Back in July, representatives for IBM attended an informational session that discussed developing technology for vetting immigrants, hosted by immigration enforcement officials from the Trump administration, Reuters reports.

The Immigration and Customs Enforcement (ICE) is reportedly looking into ways to use machine learning technology and social media monitoring to identify people for visa denial–and to select people for deportation from the United States. After IBM attended the informational meeting, rights groups are concerned that the company might be considering getting involved with the program.

While Reuters obtained an email from Christopher Padilla, IBM’s vice president of government affairs, saying that IBM “would not work on any project that runs counter to our company’s values, including our long-standing opposition to discrimination against anyone on the basis of race, gender, sexual orientation, or religion,” he also noted that it was “premature to speculate” whether IBM would pursue this business.

To hopefully sway IBM from getting in bed with ICE, a coalition of rights groups, including 18 Million Rising and Center for Media Justice launched an online petition on Thursday urging IBM Corp to renounce the proposal entirely.

If you sign it, you won’t be alone. According to Reuters, over 50 civil society groups and 50 technical experts have already sent letters to the Department of Homeland Security decrying the vetting program as “tailor-made for discrimination” and pointing out that artificial intelligence would be “unable to provide the information ICE desired.”

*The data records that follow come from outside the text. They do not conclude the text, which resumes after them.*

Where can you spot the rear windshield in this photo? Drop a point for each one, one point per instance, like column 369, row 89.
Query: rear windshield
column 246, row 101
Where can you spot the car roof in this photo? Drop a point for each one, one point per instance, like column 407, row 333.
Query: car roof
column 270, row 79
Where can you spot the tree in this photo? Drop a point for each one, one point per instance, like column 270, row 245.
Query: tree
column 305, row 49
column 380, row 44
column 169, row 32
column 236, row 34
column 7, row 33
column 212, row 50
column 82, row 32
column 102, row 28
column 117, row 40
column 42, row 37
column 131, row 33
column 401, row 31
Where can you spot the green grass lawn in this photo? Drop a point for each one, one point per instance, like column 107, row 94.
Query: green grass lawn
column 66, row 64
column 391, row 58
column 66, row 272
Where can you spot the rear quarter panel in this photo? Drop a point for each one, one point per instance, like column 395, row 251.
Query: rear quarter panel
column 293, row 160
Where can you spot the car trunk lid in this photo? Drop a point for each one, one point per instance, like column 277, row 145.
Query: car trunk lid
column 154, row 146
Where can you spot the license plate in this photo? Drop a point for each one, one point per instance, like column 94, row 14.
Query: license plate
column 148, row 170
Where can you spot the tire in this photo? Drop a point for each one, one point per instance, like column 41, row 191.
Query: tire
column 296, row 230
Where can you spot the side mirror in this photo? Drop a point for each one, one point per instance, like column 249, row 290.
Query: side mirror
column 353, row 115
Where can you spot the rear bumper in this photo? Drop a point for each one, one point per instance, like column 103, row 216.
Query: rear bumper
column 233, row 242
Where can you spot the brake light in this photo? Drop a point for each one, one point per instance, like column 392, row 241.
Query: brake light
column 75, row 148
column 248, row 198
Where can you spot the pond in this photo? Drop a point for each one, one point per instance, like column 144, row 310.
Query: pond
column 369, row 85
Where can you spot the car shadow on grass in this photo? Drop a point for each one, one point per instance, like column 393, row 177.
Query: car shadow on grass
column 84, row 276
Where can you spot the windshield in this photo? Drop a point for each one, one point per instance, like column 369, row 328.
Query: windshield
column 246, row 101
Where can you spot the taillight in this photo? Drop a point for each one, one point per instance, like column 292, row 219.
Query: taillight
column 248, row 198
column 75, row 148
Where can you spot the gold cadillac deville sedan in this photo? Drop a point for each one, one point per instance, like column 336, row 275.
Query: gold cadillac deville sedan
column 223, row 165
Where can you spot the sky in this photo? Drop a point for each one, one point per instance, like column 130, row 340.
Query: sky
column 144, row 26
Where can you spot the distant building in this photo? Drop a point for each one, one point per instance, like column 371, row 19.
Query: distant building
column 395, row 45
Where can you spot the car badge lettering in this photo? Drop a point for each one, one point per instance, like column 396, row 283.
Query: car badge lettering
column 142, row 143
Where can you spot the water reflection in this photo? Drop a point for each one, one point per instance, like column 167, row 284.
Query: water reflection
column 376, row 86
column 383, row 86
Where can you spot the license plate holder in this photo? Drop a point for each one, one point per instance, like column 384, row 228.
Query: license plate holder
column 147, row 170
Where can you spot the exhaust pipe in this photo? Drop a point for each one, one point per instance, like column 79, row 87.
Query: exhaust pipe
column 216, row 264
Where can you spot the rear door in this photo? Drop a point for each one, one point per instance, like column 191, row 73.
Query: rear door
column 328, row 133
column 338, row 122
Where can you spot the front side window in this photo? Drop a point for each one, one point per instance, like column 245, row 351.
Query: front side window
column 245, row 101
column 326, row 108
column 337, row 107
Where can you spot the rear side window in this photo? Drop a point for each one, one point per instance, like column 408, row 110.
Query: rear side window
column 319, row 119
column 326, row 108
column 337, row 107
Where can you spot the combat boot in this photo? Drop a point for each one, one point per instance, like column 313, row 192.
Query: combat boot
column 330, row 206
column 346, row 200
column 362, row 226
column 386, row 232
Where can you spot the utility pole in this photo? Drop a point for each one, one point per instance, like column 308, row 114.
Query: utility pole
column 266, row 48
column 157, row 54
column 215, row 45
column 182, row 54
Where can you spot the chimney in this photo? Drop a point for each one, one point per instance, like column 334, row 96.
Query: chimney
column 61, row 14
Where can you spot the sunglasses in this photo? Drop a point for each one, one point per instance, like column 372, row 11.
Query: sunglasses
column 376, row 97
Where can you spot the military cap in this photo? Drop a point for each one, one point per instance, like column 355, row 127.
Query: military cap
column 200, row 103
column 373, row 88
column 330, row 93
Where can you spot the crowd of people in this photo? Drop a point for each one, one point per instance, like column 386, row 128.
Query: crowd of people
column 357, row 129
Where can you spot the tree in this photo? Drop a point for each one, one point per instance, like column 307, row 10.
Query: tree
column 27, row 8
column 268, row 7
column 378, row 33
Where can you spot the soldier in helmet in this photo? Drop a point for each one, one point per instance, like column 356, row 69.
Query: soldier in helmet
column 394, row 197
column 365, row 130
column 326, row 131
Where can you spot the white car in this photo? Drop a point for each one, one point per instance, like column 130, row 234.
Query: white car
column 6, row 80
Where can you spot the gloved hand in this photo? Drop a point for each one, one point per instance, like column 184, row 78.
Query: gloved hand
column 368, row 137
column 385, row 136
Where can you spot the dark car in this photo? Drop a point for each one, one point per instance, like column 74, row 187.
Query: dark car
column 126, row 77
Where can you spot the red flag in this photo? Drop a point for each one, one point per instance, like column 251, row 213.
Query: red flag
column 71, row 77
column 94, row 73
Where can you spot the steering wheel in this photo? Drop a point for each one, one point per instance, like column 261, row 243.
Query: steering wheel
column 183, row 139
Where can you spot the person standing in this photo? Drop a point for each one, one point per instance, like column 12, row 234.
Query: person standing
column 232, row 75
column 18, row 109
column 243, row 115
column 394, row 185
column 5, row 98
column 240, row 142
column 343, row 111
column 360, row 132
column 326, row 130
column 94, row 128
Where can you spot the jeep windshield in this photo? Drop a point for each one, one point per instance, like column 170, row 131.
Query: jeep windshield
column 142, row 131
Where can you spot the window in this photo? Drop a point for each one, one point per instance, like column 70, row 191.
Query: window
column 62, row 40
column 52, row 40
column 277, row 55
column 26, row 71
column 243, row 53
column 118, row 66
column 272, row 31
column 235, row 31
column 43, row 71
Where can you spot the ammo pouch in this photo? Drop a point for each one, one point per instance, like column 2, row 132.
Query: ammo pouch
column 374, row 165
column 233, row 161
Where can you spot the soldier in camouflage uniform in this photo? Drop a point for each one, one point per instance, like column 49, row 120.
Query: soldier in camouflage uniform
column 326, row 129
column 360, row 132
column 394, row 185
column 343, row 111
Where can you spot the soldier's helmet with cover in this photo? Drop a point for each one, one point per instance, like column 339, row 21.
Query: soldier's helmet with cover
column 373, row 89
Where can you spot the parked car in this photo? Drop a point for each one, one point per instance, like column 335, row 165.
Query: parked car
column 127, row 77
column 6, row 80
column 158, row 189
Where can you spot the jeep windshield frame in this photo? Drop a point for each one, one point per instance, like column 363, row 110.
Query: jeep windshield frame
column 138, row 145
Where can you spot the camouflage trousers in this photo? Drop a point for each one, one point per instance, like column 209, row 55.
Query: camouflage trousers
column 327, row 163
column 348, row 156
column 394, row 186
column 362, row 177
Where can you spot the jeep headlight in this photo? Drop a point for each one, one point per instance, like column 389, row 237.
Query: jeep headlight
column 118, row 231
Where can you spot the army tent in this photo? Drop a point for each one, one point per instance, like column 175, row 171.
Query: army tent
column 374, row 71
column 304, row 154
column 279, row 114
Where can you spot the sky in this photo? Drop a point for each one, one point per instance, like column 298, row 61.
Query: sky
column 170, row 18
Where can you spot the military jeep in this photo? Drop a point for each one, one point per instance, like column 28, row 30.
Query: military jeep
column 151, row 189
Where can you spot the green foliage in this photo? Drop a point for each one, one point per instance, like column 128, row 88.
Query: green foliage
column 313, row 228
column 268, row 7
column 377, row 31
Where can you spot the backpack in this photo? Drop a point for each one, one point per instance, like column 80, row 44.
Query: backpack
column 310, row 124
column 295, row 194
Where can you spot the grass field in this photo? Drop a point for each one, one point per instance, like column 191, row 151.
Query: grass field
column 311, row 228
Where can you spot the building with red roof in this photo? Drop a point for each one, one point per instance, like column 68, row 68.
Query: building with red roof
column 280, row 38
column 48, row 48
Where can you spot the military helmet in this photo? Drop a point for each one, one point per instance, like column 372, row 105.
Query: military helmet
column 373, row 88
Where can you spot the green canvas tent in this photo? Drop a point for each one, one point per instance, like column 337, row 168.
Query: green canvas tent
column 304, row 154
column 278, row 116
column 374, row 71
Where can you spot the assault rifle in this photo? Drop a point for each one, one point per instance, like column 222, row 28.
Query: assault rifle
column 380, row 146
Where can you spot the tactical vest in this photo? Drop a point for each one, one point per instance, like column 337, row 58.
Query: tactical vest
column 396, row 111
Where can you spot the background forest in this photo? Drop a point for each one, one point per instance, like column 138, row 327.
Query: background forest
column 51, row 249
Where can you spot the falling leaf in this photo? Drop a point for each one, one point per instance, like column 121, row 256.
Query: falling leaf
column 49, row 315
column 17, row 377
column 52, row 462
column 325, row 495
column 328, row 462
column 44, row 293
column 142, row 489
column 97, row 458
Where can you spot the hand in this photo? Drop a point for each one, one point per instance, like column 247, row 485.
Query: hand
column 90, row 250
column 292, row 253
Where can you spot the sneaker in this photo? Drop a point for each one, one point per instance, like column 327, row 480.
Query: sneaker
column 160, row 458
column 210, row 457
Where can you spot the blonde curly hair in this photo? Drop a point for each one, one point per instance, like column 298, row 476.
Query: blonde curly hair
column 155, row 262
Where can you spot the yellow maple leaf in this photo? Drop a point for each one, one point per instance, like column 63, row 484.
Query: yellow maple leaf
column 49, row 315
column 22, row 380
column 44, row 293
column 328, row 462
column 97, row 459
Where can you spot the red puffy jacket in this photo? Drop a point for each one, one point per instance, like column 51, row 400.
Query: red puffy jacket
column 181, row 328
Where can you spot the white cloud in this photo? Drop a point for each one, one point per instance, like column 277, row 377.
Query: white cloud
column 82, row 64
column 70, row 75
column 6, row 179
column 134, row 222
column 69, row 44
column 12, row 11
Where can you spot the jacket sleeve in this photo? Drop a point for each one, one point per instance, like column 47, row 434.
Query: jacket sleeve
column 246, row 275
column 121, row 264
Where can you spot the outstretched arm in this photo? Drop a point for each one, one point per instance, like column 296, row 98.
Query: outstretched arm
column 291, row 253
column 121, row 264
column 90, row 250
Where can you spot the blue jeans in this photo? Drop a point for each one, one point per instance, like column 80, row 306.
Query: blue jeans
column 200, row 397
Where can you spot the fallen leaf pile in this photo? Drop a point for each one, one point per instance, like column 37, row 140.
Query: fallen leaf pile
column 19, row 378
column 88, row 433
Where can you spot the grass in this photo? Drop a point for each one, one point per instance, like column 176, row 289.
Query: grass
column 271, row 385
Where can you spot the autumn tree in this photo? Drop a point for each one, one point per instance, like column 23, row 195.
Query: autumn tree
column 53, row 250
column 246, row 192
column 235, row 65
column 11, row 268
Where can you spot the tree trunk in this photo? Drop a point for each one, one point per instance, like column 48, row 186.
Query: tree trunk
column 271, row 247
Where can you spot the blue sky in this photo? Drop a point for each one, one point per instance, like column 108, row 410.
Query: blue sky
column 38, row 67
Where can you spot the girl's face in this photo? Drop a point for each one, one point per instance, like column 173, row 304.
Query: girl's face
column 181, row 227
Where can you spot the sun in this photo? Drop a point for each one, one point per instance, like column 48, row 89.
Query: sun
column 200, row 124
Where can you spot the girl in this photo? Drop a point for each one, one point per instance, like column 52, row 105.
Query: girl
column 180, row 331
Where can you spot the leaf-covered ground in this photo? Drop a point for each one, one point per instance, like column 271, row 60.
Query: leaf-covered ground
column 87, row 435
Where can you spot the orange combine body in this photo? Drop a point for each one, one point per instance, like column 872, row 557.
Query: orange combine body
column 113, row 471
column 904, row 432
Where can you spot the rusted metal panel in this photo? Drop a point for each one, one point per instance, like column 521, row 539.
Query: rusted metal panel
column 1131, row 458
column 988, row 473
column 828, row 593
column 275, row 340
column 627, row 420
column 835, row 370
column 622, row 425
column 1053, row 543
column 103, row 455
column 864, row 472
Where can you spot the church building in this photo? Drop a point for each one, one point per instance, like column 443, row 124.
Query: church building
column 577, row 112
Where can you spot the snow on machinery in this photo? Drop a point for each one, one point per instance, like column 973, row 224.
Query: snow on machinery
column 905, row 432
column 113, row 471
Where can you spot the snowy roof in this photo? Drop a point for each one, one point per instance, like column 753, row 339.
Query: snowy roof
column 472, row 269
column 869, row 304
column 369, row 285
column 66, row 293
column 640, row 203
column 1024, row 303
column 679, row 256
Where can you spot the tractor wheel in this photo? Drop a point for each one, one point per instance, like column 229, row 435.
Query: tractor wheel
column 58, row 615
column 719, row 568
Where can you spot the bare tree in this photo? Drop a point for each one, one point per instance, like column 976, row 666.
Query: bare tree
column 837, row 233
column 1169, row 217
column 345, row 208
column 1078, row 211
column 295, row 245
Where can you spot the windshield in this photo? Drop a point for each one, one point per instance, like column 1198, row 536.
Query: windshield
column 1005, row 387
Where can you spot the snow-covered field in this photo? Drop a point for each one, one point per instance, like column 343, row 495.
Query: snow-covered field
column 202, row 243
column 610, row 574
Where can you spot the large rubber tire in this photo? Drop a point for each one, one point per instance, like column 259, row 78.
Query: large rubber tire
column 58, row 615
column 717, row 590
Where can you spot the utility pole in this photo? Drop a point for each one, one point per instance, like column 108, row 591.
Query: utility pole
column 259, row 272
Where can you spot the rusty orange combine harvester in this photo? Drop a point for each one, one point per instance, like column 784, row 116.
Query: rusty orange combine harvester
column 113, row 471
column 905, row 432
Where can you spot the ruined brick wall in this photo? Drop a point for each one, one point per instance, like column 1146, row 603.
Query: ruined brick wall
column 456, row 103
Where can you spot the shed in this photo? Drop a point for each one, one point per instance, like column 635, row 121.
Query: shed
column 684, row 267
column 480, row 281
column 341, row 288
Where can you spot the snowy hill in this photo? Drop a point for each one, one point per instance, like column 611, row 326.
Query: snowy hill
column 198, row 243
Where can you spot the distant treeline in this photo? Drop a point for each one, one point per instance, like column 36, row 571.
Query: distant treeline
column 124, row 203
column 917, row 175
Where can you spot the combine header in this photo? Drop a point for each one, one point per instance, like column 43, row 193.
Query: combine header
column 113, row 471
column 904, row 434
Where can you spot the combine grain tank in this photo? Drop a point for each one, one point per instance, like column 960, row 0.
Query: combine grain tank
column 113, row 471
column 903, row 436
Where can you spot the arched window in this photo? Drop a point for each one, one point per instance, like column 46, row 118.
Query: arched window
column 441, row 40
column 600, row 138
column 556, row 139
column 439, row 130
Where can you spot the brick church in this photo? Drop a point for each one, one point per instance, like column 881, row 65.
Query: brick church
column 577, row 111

Update: An IBM spokesperson provided the following statement: 

“IBM has a large federal contracting business, and routinely attends “industry day” listening sessions where government agencies brief multiple vendors on initiatives or projects they may be considering. These informational sessions are the very earliest stage of the federal procurement process and, in some cases, the concept being discussed does not mature into an actual bid opportunity. With no bid details yet released, it is premature to speculate whether IBM would even pursue an opportunity or concept.

“IBM would not work on any project that runs counter to our company’s values, including our long-standing opposition to discrimination against anyone on the basis of race, gender, sexual orientation or religion.”